Este resultado, sin embargo, no es una sorpresa a la luz de la pobre efectividad que ésta estrategia internacional de aislamiento y sanciones ha tenido en la historia política del mundo, incluido los casos emblemáticos de Cuba, Irán, Siria, Corea del Norte y Zimbabue, donde la historia de sanciones tiene décadas, como también sus gobiernos intactos.
Pero esas sanciones, planteadas con objetivos políticos, han tenido, en cambio, un impacto relevante en el desenvolvimiento de la economía interna del país y su perfil de ingresos en divisas. Por una parte, las sanciones han limitado las operaciones del gobierno venezolano, no sólo con Estados Unidos sino con una gran parte del mundo, incluyendo algunos países y mercados que le han sido (y le son) afines a la revolución chavista, quienes se han visto obligados a revisar sus relaciones comerciales, públicas y privadas, con el gobierno de Venezuela, a la luz de los riesgos de impacto de las sanciones sobre sus empresas y gobiernos. Esto sin contar con las graves dificultades que el gobierno revolucionario tiene para utilizar sus recursos sin pasar por el sistema financiero norteamericano, que está bloqueado totalmente para él.
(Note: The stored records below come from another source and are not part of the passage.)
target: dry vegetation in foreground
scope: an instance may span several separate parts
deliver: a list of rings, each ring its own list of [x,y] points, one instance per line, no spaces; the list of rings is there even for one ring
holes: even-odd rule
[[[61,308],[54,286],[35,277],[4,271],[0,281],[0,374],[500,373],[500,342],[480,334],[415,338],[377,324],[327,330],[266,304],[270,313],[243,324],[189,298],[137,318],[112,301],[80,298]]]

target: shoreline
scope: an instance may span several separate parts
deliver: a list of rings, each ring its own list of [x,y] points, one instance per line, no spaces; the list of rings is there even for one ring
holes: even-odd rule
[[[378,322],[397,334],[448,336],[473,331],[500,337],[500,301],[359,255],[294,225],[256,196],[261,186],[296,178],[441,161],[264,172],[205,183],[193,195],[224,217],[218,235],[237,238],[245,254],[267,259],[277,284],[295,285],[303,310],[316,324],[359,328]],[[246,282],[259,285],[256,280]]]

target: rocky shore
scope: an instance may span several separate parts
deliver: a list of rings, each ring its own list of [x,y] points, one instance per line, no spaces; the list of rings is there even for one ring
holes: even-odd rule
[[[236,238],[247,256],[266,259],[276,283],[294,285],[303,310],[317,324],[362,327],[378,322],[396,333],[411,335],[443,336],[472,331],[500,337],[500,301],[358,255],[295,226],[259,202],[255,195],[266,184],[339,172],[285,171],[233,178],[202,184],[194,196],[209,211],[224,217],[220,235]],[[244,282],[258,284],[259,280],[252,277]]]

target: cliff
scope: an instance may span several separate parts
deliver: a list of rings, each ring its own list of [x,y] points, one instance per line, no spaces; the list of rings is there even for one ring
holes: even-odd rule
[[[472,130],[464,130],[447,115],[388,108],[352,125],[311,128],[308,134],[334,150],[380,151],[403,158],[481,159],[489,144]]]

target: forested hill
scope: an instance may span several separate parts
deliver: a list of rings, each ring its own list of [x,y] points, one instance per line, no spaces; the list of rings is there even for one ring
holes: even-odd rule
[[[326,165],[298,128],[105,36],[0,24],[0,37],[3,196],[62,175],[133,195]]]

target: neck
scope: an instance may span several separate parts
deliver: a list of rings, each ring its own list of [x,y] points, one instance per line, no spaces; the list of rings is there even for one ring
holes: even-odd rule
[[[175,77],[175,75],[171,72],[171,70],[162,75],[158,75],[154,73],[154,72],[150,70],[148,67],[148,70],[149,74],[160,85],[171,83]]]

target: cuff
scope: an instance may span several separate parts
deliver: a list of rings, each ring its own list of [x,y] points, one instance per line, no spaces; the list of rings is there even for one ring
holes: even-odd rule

Pero podríamos decir que los impactos económicos más relevantes de las sanciones, aunque debamos considerarlos efectos secundarios no deliberadamente buscados, ha sido la pérdida de control del gobierno sobre la economía y el sector privado, del cual ahora depende para garantizar producción y abastecimiento y la diversificación e incremento de ingresos de divisas provenientes de fuentes no tradicionales, diferentes al petróleo. Estos ingresos provienen de fuentes legales e ilegales, mayoritariamente excentas de sanciones o con capacidad para evadirlas. Nos referimos a partidas como las remesas de los emigrantes venezolanos, la repatriación de ahorros privados en el exterior para financiar su vida en el país, las exportaciones no tradicionales (que incluyen ron, cacao, cangrejos y camarones), contrabando y actividades informales en frontera, el narcotráfico y narcolavado y, con una participación cercana al 35% de los ingresos no tradicionales totales: la explotación, legal e ilegal, de oro.
Aunque la mayoría de la gente habla de las remesas y repatriaciones como el elemento central que financia el circulante de efectivo en moneda extranjera en el país hoy en día, estas partidas, aunque crecientes, son sólo un pedazo de la historia. Se estima, por ejemplo, que las operaciones de oro ya representa varios millardos de dólares, se encuentra en plena expansión y le ha servido al gobierno venezolano para obtener divisas en efectivo, dar autonomía financiera a algunos gobiernos regionales de la revolución y permite mantener algunas relaciones comerciales nuevas con países aliados.
La evolución de los ingresos no petroleros es ascendente, les permite financiar algunas burbujas de actividad interna, que muestran cierto nivel de recuperación y alimentan la masificación del uso de divisas en las transacciones comerciales, dando oxígeno a parte de la población (y de carambola, también al gobierno en poder). Podríamos concluir que, en breve, Venezuela será un país con petróleo… pero no un país petrolero.